Fashion Week

In honor of New York’s Fashion Week, we begin a series of posts on style, fashion, and dress. While most people do not associate John Jay and his circle with high fashion, the correspondence and papers of the Jay family and friends are replete with references to such "frivolous" things. Sally Jay, for example, was a well-known style maker. Jay himself was very conscious of his appearance and sophisticated in the language of dress.

Here is an excerpt from a letter written by Sally Jay to her friend Mary White Morris, wife of Robert Morris, the financier, of 14 November 1782. The Jays were living in Paris and Sally was eager to send home news of the latest Paris fashions to Mrs. Morris.  In the days before fashion magazines and, of course, blogs, this was a common way for news of the latest styles to spread. Sally, although appreciating French fashions, clearly had a strong opinion of what was suitable for American tastes and standards.
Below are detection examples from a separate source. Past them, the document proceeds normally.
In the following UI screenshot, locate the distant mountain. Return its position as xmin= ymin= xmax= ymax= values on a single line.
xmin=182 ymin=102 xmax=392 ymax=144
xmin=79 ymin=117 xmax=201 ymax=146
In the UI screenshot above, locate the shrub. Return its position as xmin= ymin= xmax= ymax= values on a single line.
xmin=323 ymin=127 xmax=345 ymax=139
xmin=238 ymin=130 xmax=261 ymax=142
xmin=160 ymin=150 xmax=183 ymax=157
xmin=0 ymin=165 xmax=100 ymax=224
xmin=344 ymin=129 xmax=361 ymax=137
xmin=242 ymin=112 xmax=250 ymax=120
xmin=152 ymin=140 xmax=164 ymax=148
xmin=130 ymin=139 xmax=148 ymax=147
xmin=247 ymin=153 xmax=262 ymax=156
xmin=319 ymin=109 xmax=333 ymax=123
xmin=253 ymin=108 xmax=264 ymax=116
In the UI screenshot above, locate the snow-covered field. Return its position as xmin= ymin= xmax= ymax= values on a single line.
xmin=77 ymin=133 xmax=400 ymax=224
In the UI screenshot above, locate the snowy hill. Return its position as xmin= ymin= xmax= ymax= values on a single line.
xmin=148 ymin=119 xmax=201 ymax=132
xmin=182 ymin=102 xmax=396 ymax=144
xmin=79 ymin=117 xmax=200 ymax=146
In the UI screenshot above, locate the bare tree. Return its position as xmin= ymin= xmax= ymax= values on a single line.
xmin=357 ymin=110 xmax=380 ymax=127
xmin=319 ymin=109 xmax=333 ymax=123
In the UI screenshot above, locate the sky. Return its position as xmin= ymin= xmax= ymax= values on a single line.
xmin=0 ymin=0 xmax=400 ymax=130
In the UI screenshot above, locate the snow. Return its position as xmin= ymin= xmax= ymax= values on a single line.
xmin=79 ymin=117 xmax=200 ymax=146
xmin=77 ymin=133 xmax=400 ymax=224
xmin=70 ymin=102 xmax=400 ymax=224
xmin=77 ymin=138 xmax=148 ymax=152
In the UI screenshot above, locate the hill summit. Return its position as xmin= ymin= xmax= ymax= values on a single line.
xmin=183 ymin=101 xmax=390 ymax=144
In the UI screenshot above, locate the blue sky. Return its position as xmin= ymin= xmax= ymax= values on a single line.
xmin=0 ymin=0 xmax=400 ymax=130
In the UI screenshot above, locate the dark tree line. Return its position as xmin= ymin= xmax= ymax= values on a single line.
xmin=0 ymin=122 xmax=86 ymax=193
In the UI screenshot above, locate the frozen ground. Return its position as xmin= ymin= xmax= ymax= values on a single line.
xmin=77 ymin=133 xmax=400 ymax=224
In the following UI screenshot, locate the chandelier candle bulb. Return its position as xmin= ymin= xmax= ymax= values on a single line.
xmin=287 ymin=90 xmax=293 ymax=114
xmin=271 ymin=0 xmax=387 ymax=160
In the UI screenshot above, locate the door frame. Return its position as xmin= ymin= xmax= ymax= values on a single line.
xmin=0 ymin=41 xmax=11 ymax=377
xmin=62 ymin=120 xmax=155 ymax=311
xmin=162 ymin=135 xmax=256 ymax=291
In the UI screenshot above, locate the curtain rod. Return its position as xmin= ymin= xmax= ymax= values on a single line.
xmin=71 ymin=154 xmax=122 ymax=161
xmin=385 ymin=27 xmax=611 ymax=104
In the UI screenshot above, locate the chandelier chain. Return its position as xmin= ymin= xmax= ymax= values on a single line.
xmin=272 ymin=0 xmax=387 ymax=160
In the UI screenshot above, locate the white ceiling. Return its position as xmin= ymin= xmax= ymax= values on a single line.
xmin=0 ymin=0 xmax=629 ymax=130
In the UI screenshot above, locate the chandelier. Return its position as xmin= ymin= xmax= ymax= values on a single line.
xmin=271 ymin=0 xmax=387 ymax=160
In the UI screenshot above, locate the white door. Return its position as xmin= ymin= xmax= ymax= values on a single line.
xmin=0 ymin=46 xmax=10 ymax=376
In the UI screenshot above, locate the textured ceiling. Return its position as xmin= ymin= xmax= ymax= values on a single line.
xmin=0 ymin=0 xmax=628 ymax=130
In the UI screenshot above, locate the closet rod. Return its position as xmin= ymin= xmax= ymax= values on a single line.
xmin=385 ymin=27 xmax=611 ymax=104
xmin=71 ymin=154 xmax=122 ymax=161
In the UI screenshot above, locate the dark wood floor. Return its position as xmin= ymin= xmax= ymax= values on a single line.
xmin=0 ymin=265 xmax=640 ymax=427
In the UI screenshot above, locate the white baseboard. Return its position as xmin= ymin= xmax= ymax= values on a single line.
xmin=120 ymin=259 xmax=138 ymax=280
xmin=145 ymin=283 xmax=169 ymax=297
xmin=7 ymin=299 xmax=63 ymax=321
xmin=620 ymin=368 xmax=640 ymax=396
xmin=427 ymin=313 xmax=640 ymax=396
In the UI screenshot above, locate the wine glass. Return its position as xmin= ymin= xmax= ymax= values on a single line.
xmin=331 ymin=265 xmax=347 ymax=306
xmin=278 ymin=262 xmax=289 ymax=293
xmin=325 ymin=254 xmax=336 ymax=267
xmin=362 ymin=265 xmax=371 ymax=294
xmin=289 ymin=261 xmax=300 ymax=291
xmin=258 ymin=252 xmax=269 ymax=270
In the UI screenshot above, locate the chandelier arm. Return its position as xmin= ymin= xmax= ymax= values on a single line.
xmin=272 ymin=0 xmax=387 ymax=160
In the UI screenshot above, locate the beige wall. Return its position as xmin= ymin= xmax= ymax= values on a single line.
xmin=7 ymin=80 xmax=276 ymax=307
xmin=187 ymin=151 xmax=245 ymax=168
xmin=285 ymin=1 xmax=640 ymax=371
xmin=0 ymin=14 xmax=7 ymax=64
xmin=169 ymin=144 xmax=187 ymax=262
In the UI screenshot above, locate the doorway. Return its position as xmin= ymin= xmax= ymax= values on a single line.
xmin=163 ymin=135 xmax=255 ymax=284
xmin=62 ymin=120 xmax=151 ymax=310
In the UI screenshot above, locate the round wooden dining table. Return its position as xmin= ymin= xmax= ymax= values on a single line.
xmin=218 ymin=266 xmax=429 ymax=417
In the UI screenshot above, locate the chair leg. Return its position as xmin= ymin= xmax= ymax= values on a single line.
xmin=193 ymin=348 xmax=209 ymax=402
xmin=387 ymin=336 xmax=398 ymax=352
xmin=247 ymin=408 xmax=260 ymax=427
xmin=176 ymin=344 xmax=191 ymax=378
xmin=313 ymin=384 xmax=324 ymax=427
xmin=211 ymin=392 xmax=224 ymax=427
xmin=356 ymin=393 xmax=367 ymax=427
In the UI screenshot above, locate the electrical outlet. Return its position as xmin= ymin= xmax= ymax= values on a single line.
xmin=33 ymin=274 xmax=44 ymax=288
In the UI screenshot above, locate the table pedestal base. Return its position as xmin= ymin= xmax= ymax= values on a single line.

If during my stay in Paris it is in my power to serve you, nothing my dr. Mrs. Morris can give me greater pleasure than receiving yr. commands– at present the prevailing fashions are very decent & very plain; the gowns most worne are the robes à l’Angloise which are exactly like the Italian habits that were in fashion in America at the time I left it– The Sultana, resembling the long polinese is also à la mode, but as it is not expected that ^it^ will long remain so, every body makes them of slight silk– There is so great a variety of hats, Caps, cuffs &c. that it is impossible to describe them.– I forgot to mention that the robe ^à^ l’Angloise if trimm’d either with the same or with gauze is dress, but if intirely untrimm’d must be worn with an apron & is undress: negligees are very little in vougue: fans of 8 or 10 sous are almost the only ones in use.–

The robe à la Anglaise featured a close-fitting bodice and open overskirt, which revealed a matching petticoat. Unlike the robe à la Française, the bodice did not have a “Watteau” or draped back. Aileen Ribeiro, Dress in Eighteenth-Century Europe, 1715-1789 (New Haven, Conn.: 2002), 222.


French example, Collection of the Costume Institute, Metropolitan Museum of Art, C.I.68.57.

The sultana, alternately sultan or sultane, was a robe or gown in the (fancifully) Turkish style, fashionable from the late seventeenth century to the eighteenth century. OED on-line.